Gimnasio Knoura's

Publicado: 28 feb 2026 - 06:55
Isaac Pedrouzo
Isaac Pedrouzo | La Región

El edificio tenía tres plantas. En la de arriba de todo vivían los abuelos, en la del medio los padres y en la primera vivía Hadrián. Una estirpe repartida en rangos por alturas. Un árbol genealógico con forma residencial.

Nadie cerraba nunca las puertas con llave y la vida iba sucediendo como en una serie americana sin risas enlatadas.

Vivir sin política de privacidad.

"Todavía conserva el nombre, Ciber Ourense, y un puñetazo de nostalgia me golpea cada vez que rondo cerca"

En el bajo del edificio los padres decidieron abrir un gimnasio, que decían era una cosa de moda pasajera y había que aprovechar el tirón, como los ciber café, aunque por desgracia se extinguieron de todo. En mi barrio sobrevive uno recogiendo y enviando paquetes, imprimiendo apuntes, haciendo fotocopias del DNI. Todavía conserva el nombre, Ciber Ourense, y un puñetazo de nostalgia me golpea cada vez que rondo cerca.

En poco tiempo las suscripciones al gimnasio Knoura’s habían crecido tanto, que cubrieron el cupo disponible y la lista de espera se hacía cada día más extensa. Las máquinas se renovaban cada poco y todo iba tan bien que en el vestuario hasta los grifos ya funcionaban con un sensor de esos de movimiento. Avances prioritarios.

Hadrián no había pisado nunca el gimnasio, ni el Knoura’s ni ningún otro. La idea de cansarse como actividad de ocio no le resultaba atractiva y el único deporte que de verdad le interesaba era cuando su abuelo se juntaba con los amigos a jugar a la llave.
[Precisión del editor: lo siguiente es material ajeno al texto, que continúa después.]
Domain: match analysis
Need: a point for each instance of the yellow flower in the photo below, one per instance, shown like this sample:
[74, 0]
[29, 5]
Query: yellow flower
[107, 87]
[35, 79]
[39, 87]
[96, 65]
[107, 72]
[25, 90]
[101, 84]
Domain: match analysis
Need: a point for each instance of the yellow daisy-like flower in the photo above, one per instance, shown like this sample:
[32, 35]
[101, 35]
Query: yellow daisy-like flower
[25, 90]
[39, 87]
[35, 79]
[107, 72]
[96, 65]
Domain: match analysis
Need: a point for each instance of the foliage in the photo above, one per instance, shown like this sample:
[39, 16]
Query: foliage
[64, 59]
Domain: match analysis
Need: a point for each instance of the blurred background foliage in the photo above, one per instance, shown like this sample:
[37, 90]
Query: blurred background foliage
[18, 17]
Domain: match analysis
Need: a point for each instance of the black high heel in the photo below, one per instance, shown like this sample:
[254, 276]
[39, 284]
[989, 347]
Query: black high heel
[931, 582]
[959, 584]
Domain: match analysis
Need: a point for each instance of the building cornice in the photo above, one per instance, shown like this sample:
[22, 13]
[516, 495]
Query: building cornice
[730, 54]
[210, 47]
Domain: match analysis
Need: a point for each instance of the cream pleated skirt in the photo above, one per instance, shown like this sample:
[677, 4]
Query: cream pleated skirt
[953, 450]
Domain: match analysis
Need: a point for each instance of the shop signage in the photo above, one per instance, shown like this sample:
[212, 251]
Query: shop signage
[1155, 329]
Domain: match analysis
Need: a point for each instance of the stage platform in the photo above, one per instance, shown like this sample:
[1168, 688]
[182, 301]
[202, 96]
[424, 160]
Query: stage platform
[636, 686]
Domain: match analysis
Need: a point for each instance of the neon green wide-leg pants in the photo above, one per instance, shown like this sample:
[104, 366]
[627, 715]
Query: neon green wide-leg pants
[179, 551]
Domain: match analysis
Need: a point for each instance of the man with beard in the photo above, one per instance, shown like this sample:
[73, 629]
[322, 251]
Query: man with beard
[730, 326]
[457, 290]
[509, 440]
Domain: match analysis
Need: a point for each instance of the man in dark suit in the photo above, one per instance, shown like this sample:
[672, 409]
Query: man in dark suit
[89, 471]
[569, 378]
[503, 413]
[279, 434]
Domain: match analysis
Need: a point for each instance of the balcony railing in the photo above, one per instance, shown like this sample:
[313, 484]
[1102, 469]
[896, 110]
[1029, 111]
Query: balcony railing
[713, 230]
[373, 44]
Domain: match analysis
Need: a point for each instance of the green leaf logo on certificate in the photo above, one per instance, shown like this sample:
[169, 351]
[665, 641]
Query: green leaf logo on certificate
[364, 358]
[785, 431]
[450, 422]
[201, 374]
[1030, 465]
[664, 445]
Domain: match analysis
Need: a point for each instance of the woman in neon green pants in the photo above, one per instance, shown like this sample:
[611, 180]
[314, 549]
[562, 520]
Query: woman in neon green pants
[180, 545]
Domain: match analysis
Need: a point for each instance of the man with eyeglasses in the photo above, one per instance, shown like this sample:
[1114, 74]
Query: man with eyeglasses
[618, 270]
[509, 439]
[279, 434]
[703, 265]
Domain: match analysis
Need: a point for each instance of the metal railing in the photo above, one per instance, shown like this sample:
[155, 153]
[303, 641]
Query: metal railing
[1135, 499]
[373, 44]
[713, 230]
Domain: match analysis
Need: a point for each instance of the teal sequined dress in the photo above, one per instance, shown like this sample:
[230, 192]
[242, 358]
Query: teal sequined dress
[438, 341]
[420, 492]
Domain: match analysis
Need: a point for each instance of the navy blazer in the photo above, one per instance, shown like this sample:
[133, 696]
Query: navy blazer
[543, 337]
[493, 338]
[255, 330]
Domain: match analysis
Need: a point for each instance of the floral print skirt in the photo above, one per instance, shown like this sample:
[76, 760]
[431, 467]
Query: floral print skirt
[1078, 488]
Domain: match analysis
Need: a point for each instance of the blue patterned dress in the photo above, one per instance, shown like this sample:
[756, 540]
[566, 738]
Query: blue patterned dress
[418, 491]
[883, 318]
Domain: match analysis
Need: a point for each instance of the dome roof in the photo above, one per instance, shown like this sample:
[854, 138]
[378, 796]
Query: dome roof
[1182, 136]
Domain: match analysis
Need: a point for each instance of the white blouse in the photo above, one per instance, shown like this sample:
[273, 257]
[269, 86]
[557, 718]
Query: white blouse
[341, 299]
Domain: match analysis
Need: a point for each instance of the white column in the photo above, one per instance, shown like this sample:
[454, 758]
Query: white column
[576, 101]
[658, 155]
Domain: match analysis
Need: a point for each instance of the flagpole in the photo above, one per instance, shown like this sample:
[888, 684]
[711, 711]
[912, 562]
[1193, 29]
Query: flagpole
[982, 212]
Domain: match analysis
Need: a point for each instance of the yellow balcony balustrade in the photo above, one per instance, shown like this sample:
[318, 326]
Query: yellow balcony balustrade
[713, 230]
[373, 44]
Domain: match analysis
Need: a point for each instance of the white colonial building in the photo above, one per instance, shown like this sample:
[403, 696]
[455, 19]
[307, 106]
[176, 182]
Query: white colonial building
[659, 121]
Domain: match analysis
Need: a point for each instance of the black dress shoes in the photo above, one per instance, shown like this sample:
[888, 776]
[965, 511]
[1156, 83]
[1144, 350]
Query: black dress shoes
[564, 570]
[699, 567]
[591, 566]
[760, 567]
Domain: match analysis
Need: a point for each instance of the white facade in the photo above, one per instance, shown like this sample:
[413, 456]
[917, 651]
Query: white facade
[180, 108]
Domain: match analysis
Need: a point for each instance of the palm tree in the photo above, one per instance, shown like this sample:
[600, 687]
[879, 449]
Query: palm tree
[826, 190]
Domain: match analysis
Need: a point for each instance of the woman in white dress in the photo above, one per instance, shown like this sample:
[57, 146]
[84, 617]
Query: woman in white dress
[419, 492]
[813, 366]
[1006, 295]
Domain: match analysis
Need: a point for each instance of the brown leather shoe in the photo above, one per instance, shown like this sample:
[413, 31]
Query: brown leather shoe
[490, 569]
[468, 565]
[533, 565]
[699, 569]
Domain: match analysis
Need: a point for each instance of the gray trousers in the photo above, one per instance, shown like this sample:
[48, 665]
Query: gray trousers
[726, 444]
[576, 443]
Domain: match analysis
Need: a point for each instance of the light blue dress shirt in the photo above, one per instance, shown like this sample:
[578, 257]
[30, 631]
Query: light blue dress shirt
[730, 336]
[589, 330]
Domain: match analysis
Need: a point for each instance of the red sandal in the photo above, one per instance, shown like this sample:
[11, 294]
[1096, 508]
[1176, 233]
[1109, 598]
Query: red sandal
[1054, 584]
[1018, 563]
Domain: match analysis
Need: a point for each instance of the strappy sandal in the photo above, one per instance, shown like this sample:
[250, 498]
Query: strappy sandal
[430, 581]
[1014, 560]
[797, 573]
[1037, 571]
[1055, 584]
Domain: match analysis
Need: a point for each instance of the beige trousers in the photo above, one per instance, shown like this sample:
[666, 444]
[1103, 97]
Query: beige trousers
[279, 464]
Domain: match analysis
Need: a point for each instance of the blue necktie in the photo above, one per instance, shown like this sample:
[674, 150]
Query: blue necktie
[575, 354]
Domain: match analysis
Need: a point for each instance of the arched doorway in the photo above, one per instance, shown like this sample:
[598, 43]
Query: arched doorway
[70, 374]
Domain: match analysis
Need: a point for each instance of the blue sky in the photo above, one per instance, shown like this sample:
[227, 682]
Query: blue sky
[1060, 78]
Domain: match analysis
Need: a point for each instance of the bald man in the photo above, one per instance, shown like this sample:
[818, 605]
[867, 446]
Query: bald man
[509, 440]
Pero su tía segunda, la de Ferrol, le convenció de que, a ver, teniendo un gimnasio familiar bien le venía hacer algo de ejercicio y que a lo gratis nunca se le puede decir que no.

Razonamientos clasistas que todavía perduran.

El primer día solo bajó para comprobar las instalaciones, que era su manera de decir que en realidad solo quería chismear el funcionamiento de aquello. Si la gente iba con modelitos. Si había grupitos. Y, en la peor de las escenas, si alguna persona conocida estaba suscrita al gimnasio familiar.

La vergüenza dirige y controla todos los actos rutinarios.

El segundo día, enfundado con la ropa de deporte que le endosaron en el Decathlon, se puso a disposición del monitor. Cinta para arriba, elíptica para abajo. Esfuerzos controlados de principiante obediente.

Terminó menos cansado de lo que esperaba, o eso les contaba a los demás chicos justo antes de ducharse. Una silueta cruzó de pronto el vestuario entre la condensación. Hadrián pensó que era He-Man. Los músculos brillaban y resaltaban de tal modo que era imposible no mirar. El suelo retumbaba y el cachas caminaba tan estirado que perdió el equilibrio cayendo de bruces contra el suelo. Violento. No hubo risas. Al levantarse miró al personal presente y dijo “Joer macho, casi rompo el suelo”. Hadrián se rió tanto que no se atrevió a pisar el Knoura’s de nuevo. Nunca volvió a ningún gimnasio.